Each of the eight groups was given the name of one of Edinburgh’s pubs or clubs with no limitations or boundaries as to what scenes they could produce. This resulted in a varied mix of plays and characters, from vengeful skateboarding pirates to cross dressing actresses playing cross dressing spies.
Such general stimuli as Voodoo Rooms, Sneaky Petes and Espionage made for an impressive array of sketches; although there were some very literal explorations, the primary emphasis was clearly on the surreal.
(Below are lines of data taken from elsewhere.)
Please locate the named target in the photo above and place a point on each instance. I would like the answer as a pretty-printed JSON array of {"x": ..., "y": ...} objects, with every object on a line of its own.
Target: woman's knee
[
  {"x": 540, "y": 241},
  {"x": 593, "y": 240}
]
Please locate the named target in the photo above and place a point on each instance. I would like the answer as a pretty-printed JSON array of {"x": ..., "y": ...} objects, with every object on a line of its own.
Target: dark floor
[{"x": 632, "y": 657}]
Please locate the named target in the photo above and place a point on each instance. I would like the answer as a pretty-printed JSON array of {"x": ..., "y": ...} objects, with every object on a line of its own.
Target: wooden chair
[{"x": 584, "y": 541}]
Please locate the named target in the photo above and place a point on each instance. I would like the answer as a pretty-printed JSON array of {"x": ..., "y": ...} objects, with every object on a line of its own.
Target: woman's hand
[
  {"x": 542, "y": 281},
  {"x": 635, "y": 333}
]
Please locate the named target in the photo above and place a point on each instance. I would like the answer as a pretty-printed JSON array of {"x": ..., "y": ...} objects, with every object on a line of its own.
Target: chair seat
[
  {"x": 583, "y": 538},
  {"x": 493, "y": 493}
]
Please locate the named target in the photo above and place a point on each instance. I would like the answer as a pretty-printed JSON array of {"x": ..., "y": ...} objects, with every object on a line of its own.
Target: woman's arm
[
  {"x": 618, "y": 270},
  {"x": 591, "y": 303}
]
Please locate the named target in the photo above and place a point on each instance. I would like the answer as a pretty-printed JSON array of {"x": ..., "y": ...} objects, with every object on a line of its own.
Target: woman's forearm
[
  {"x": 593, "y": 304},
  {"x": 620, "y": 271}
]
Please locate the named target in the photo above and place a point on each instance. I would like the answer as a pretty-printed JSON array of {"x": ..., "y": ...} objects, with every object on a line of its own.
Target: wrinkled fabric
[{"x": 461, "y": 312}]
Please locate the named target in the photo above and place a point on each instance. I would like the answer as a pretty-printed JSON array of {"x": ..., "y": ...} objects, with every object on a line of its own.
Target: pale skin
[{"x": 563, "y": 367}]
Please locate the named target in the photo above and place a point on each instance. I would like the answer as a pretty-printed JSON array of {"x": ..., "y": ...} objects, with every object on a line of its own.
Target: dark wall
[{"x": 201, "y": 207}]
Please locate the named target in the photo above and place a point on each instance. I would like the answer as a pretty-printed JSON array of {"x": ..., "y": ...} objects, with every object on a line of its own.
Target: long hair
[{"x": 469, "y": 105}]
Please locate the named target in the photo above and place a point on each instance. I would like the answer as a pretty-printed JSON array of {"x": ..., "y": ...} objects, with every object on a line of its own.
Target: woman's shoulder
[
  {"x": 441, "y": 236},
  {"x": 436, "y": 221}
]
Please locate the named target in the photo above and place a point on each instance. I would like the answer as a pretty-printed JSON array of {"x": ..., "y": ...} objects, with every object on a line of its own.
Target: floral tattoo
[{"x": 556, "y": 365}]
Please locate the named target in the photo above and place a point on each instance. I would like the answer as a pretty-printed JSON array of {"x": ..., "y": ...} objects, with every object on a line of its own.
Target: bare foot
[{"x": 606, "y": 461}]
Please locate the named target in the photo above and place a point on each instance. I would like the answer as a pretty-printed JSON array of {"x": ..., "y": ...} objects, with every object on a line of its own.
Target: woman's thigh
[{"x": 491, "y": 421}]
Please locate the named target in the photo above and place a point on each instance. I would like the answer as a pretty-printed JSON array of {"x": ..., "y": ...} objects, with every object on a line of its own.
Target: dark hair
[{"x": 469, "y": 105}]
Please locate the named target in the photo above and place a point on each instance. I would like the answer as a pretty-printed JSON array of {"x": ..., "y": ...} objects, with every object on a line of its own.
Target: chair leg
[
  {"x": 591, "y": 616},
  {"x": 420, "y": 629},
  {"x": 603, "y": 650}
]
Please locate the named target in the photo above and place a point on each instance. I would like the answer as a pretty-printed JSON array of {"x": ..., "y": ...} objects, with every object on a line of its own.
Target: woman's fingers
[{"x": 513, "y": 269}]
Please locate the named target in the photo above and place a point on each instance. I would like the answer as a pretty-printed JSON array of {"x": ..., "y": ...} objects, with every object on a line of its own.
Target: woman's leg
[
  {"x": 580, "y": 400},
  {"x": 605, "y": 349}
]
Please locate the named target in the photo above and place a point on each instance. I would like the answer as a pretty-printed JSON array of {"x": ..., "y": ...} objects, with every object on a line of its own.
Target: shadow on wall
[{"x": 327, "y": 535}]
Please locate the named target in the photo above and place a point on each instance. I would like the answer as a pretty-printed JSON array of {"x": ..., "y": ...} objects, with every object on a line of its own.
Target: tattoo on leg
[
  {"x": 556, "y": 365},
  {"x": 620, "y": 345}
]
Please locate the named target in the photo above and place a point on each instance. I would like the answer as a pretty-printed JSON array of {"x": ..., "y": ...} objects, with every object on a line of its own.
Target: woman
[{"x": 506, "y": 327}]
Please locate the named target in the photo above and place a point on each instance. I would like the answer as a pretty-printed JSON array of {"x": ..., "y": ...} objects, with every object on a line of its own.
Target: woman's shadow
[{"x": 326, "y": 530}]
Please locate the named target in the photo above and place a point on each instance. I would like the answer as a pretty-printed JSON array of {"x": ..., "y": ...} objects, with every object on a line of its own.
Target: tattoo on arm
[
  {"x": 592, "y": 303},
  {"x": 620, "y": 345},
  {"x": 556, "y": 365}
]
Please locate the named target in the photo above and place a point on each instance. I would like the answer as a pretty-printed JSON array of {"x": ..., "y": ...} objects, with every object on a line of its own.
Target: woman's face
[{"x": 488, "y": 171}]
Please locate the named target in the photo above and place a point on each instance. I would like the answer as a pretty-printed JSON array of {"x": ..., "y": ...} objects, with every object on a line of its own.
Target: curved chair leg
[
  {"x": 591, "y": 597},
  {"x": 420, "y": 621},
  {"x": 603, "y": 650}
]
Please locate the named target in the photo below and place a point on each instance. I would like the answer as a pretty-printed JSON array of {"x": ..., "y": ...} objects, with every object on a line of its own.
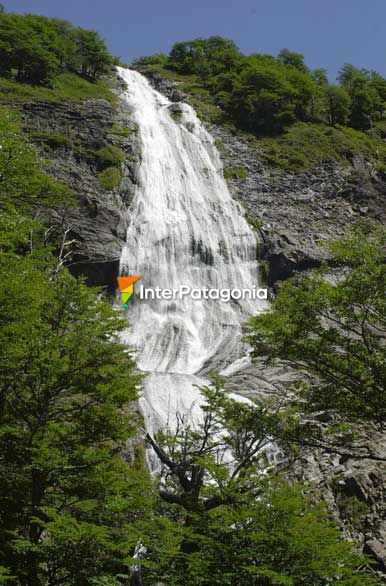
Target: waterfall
[{"x": 184, "y": 229}]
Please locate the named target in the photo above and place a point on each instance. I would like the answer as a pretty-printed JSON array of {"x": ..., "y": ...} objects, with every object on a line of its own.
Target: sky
[{"x": 328, "y": 32}]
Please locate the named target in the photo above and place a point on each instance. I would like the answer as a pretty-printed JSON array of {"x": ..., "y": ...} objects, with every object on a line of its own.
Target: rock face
[
  {"x": 294, "y": 213},
  {"x": 70, "y": 134},
  {"x": 297, "y": 212}
]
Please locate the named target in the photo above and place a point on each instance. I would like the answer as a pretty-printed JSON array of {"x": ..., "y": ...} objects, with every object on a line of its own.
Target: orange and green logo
[{"x": 126, "y": 287}]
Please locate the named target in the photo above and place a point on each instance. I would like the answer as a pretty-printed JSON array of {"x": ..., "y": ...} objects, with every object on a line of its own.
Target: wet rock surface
[{"x": 296, "y": 212}]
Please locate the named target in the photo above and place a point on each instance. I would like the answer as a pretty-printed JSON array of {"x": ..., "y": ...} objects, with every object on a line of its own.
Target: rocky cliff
[
  {"x": 293, "y": 213},
  {"x": 70, "y": 135}
]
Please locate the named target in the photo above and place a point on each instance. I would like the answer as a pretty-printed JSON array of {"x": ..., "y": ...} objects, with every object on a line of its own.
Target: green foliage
[
  {"x": 66, "y": 86},
  {"x": 236, "y": 525},
  {"x": 156, "y": 59},
  {"x": 23, "y": 184},
  {"x": 267, "y": 95},
  {"x": 235, "y": 173},
  {"x": 110, "y": 156},
  {"x": 367, "y": 91},
  {"x": 338, "y": 105},
  {"x": 66, "y": 384},
  {"x": 305, "y": 145},
  {"x": 334, "y": 329},
  {"x": 51, "y": 140},
  {"x": 254, "y": 222},
  {"x": 34, "y": 49},
  {"x": 121, "y": 131},
  {"x": 110, "y": 178}
]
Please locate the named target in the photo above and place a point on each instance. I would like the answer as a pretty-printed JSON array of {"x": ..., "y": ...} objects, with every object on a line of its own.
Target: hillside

Think a modernised Monty Python on acid perhaps.
However, the vague nature and short time frame of the task could perhaps be seen in the sometimes floundering plotlines and abrupt endings of one or two of the works. Nevertheless, this is barely a footnote in the entire experience, and could be seen to add to their delightfully odd (if slightly scary) humour.
Each play was tech’d, directed, written and designed by the new Bedlam-ites, and a wonderful job was done providing costume and props. The lopsided cardboard Dalek complete with toilet plunger used in Doctors deserves a particular mention .
The Revolution and The 3rd Door groups provided especially memorable performances. Revolution’s noir crime drama attempted to solve the homicide of Wally (yes, ‘Where’s Wally’ Wally) via the medium of chat roulette, a risky business in anybody’s book, whilst The 3rd Door portrayed an almost LSD-fuelled vision of the party from hell. As the compere quipped, it was what would have happened if “Tim Burton and the Mighty Boosh had directed Friends”.
Overall it is clear that there is a wealth of new talent in the form of this year’s Bedlam freshers; a promising sign of what is to come in the year.